Sevtap Ş., 2000 yılında eşinden boşanan ve dokuma kesiminde faaliyet gösteren iş insanı H.S.T. ile dini nikâhla birlikte yaşamaya başladı. Argümana göre, erkek çocuğunun olmasını isteyen H.S.T., 2015 yılının ocak ayında mevzuyu Sevtap Ş.’ye açtı, doğacak çocuklarının kütüklerini ise resmi nikâh yapıp üzerine alacağını belirtti.
Şensarı, bunu kabul edip H.S.T.’ye ilişkin olduğu sav edilen spermle Kıbrıs’a gitti. Çocukların erkek olması için burada embriyo seçimi yapıldı, tüp bebek tedavisine başlandı.
Gebe kalan Sevtap Ş., tıpkı yıl eylül ayında 2 erkek çocuk dünyaya getirdi. Sevtap Ş., çocukları ne vakit kütüğüne alacağını sorduğu H.S.T.’den şiddet görmeye başladığını ve bunun dozunun yıllar ortasında fazlaca yükseldiğini belirterek, Karşıyaka 3’üncü Aile Mahkemesi’ne 2018 yılında nafaka ve babalık davasının yanı sıra babalığın benimsenmemesi niçiniyle 500 bin TL’lik tazminat davası açtı.
Mahkeme, DNA testi için örnek vermeye yanaşmayan H.S.T. hakkında yakalama sonucu çıkarttı, testin sonuçlanmasını beklemeden her bir çocuk için aylık 2 bin TL nafakaya hükmetti. Lakin geçen yıl kasım ayında H.S.T. örnek verdi. İzmir İsimli Tıp Küme Başkanlığı Biyoloji İhtisas Dairesi tarafınca yapılan DNA testinin sonuçları çıktı. Sonuçlara bakılırsa, ikizlerin babasının yüzde 99,99 oranında H.S.T. olduğu belirlendi.
Bu ortada DNA için örnek veren H.S.T., sonuçlar çıkmadan spermlerinin Sevtap Ş. tarafınca çalındığını argüman ederek Karşıyaka Cumhuriyet Başsavcılığı’na kabahat duyurusunda bulundu. Savcılık H.S.T.’nin yaptığı cürüm duyurusuna takipsizlik sonucu verdi. Kararda, H.S.T.’nin daha evvel de tıpkı sebeple kabahat duyurusunda bulunduğu ve daha evvel de kovuşturmaya yer olmadığına dair karar verildiği açıklandı.
?“Sperm, taşınır bir mal olarak değerlendirilemez”

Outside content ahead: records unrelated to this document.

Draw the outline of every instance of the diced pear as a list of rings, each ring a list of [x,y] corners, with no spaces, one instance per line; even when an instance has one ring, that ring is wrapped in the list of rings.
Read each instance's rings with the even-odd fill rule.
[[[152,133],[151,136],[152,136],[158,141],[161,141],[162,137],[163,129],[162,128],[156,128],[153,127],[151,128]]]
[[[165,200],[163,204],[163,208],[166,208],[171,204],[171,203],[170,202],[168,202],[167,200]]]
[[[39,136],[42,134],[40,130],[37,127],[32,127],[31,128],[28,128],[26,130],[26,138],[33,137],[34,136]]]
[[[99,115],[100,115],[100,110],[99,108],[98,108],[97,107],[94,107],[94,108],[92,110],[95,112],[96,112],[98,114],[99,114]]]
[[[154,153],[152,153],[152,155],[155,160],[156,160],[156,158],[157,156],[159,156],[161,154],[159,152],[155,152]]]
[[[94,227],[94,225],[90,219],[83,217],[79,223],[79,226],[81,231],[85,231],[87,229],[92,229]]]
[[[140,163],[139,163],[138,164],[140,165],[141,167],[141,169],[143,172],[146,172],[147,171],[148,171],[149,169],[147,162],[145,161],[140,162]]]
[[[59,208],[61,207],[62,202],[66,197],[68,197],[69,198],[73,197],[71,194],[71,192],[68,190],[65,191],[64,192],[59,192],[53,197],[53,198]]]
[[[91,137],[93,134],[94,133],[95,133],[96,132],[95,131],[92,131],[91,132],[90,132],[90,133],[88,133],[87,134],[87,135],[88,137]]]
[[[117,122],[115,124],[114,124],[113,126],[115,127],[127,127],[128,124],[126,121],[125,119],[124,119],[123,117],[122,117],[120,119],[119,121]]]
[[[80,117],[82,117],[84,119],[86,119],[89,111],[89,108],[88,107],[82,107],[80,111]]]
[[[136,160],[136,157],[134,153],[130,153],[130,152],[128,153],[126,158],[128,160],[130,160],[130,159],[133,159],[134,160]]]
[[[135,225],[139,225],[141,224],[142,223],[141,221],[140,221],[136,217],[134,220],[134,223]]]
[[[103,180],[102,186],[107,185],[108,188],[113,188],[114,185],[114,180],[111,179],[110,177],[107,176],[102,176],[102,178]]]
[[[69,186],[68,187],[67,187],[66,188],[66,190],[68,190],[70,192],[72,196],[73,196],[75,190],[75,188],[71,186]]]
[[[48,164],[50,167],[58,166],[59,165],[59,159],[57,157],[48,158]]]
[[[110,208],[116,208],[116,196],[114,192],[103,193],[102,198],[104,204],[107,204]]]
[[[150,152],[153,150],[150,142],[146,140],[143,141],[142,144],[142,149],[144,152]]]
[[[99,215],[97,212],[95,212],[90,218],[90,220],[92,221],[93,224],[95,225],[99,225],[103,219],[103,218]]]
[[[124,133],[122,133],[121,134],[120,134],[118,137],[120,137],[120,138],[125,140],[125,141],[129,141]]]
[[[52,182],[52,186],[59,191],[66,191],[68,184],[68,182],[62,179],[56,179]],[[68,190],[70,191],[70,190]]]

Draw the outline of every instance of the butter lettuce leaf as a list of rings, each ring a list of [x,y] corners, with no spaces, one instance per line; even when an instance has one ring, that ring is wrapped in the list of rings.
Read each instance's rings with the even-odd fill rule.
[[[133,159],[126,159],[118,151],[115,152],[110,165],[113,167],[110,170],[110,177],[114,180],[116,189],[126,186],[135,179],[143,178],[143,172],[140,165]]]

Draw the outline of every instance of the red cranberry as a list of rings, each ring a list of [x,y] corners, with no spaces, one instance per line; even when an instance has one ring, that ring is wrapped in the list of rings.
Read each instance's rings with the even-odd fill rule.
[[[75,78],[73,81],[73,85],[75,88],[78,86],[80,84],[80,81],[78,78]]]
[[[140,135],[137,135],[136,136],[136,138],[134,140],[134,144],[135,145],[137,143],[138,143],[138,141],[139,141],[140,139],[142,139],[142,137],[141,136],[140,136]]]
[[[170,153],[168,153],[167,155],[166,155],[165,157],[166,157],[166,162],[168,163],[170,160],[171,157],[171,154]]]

Atıf yapılan bundan evvelki takipsizlik sonucundaki şu tabirler ise dikkat çekti:
“Şikâyetçinin rastgele bir biçimde spermlerinin çalınıp kullanılmasının kelam konusu olamayacağı, ayrıyeten spermlerin çalınmasının, TCK’nin hırsızlıkla ilgili düzenlemelerinde belirtilen taşınır bir mal olarak değerlendirilemeyeceği, bu prestijle da hırsızlık kabahatinden soruşturmanın kelam konusu olamayacağı göz önünde bulundurulmalıdır.
Ayrıyeten sperm elde edilmesinin kişinin birtakım fizyolojik değişimleri ile meydana gelebilecek sonuç olduğu düşünüldüğünde, şikâyetçi tarafınca kendisinin rastgele bir ortamda sperm elde edilmesine yönelik isteği haricinde bir sürece tabi tutulduğu da ileri sürülmemektedir. Bu prestijle, sperm hırsızlığından ve hırsızlandığı düşünülemeyen spermler niçiniyle şantajın ve tehdidin kelam konusu olamayacağına karar verilmiştir.”